Comme le montrent ces quatre articles, les transformations du paratexte et l’extension exponentielle des potentialités numériques dans la promotion du livre accompagnent des positionnements, singuliers plus que polémiques, de maisons d’édition dont la rivalité s’exprime surtout dans la recherche d’originalité de leur présentation. Leur « marque » respective ne se distingue pas toujours avec une égale netteté et plusieurs demeurent marginales tandis que d’autres, Alto, Le Quartanier, Héliotrope, Marchand de feuilles, s’imposent plus clairement et plus fortement au fil des ouvrages publiés. Ainsi se dessine, peut-être plus qu’un changement général de l’édition québécoise, une multiplication de ses lieux dont nous postulons qu’elle permet l’émergence de conceptions diversifiées de la littérature.

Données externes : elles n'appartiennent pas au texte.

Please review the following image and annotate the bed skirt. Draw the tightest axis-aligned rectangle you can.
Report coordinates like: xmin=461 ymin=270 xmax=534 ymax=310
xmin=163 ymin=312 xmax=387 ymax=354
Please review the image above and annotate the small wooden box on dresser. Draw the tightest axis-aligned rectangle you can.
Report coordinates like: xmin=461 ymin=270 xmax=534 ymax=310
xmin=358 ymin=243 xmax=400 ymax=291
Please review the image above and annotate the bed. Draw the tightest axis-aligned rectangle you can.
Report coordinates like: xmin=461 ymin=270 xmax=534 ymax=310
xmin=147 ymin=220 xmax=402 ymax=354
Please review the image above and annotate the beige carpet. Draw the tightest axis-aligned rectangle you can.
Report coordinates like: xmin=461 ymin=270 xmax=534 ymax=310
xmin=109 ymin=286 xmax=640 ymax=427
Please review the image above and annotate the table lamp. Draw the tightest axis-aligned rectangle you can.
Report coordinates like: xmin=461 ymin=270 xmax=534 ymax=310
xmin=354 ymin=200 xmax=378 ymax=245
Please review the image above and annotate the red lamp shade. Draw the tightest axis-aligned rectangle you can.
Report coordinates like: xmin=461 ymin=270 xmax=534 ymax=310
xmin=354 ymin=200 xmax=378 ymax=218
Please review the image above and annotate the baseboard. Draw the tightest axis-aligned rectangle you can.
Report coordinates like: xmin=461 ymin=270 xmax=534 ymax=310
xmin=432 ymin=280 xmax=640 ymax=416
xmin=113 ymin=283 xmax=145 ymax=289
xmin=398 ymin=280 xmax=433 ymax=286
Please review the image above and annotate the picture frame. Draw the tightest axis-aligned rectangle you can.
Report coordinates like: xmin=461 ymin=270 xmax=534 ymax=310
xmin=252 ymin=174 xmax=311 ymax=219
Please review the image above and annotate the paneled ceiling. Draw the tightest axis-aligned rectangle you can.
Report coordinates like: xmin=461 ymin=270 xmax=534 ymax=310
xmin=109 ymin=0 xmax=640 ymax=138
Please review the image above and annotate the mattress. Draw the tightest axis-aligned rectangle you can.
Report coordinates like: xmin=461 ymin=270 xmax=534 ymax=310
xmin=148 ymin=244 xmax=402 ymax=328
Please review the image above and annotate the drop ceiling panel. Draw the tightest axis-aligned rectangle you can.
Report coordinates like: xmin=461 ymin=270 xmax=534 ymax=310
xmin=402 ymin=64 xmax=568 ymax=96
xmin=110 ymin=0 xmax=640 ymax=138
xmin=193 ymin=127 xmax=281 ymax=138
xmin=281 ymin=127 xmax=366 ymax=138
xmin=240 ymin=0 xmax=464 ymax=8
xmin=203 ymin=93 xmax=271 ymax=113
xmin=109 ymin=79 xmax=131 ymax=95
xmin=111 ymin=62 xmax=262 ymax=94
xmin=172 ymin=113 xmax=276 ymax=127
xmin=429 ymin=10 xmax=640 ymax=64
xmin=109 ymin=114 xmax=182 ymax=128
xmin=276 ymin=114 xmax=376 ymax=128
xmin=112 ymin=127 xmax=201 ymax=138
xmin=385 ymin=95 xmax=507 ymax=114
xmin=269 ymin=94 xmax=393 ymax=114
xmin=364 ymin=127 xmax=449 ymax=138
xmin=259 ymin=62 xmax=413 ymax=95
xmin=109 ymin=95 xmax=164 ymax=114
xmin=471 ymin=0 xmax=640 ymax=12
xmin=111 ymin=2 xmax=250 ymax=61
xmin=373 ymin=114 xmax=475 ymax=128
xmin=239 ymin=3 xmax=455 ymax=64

En effet, les livres qu’elles publient correspondent-ils à la « nouveauté » que revendiquent avec tant d’inventivité les différentes maisons et exigent-ils dès lors une transformation des perspectives esthétiques sur la prose narrative québécoise ? Les catégories génériques, formelles, thématiques et les constats critiques qui structurent l’approche de la littérature québécoise contemporaine depuis L’écologie du réel de Pierre Nepveu et que reprennent la plupart des travaux de synthèse qui suivent cet essai, doivent-ils être revus et repensés à la lumière de ces nouveaux corpus ? Si pareille question ne peut susciter que des réponses provisoires et partielles, il nous a semblé pertinent d’examiner plus spécifiquement deux « passages obligés » – au sens de la contrainte et du risque qu’elle fait encourir d’en figer les termes, que Simon Harel donne à l’expression[15] –, deux enjeux qui, sous des modalités différentes, traversent la critique littéraire au Québec depuis le xixe siècle : celui de l’identité ou de l’identitaire et celui de la langue d’écriture.

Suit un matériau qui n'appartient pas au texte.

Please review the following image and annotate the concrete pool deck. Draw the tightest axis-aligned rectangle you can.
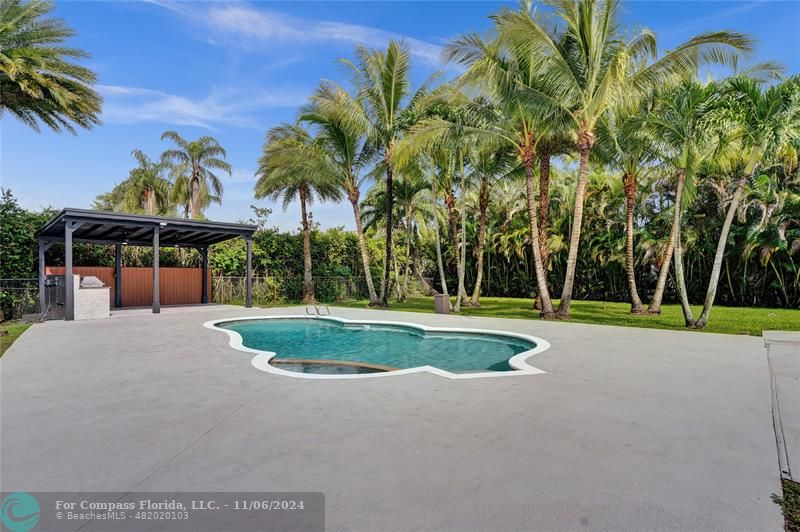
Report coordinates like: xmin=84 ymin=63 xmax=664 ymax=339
xmin=0 ymin=307 xmax=782 ymax=530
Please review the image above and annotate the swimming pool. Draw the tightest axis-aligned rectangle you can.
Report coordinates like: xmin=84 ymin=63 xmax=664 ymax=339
xmin=206 ymin=316 xmax=549 ymax=377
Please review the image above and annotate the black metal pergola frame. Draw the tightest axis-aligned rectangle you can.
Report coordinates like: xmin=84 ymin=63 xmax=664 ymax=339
xmin=36 ymin=208 xmax=256 ymax=320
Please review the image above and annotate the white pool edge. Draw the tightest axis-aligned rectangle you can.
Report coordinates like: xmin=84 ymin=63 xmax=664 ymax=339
xmin=203 ymin=314 xmax=550 ymax=380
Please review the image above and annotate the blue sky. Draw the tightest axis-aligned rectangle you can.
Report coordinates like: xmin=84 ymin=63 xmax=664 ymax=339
xmin=0 ymin=0 xmax=800 ymax=230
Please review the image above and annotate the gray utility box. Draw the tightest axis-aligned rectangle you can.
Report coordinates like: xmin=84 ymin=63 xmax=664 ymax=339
xmin=433 ymin=294 xmax=450 ymax=314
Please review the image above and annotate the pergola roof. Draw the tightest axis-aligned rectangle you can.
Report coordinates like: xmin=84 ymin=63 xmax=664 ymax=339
xmin=36 ymin=208 xmax=256 ymax=248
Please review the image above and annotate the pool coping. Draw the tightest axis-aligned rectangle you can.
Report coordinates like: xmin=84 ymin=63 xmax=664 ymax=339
xmin=203 ymin=314 xmax=550 ymax=380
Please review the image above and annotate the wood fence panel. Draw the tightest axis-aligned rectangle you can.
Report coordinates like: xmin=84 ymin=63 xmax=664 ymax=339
xmin=45 ymin=266 xmax=211 ymax=308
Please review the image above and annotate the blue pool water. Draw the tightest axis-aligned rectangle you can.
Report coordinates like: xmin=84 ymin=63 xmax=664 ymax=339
xmin=218 ymin=319 xmax=536 ymax=373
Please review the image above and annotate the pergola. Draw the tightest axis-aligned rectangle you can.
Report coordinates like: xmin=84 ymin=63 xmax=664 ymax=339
xmin=36 ymin=209 xmax=256 ymax=320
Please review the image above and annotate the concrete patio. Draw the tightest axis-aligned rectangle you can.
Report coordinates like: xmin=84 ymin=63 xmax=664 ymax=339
xmin=0 ymin=307 xmax=782 ymax=531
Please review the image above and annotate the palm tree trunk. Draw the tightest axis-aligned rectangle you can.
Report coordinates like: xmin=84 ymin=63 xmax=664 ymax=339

La première de ces questions est-elle toujours aussi cruciale pour la définition même d’une « littérature québécoise » ? Revenant sur les débats des années 1980 qui voient Pierre Nepveu proposer de nommer plutôt « post-québécoise[16] » la littérature du Québec, et Pierre L’Hérault identifier dans l’écriture migrante, le formalisme et le féminisme littéraire les principales « brèches » par où commence à se fissurer une homogénéité attribuée à la québécité littéraire[17], Andrée Mercier analyse, dans un corpus de textes parus depuis 2000, les multiples formes de reprises de la question identitaire. La « quête identitaire », démultipliée sur les plans personnel, familial, national, y apparaît à la fois comme « une fatalité » indépassable mais aussi comme l’inépuisable relance des jeux parodiques qui constituent les textes. A. Mercier se garde de répondre de manière trop catégorique à la question de savoir si « [l]a quête identitaire ouvre un nouveau chapitre de son histoire », mais elle constate cependant que l’identitaire s’est déplacé : posé dans « une logique de l’hétérogène et du décentrement » dans les années 1980, il obéit, dans les reprises et les parodies des textes des années 2000, à une logique du « cumul » et de « la porosité ». Sans doute est-ce moins la dimension parodique de la question identitaire qui signale ici une transformation, que son statut en quelque sorte topologique, statut par lequel elle semble rejoindre, dans ces textes, une sorte de répertoire thématique des choses anciennes (qui comprendrait aussi la ruralité stylisée que la critique désigne parfois sous le terme de néo-régionalisme[18]). On n’assisterait plus alors seulement à une remise en question de la dimension identitaire, mais bien davantage à quelque chose comme sa folklorisation, donc à son renvoi au passé.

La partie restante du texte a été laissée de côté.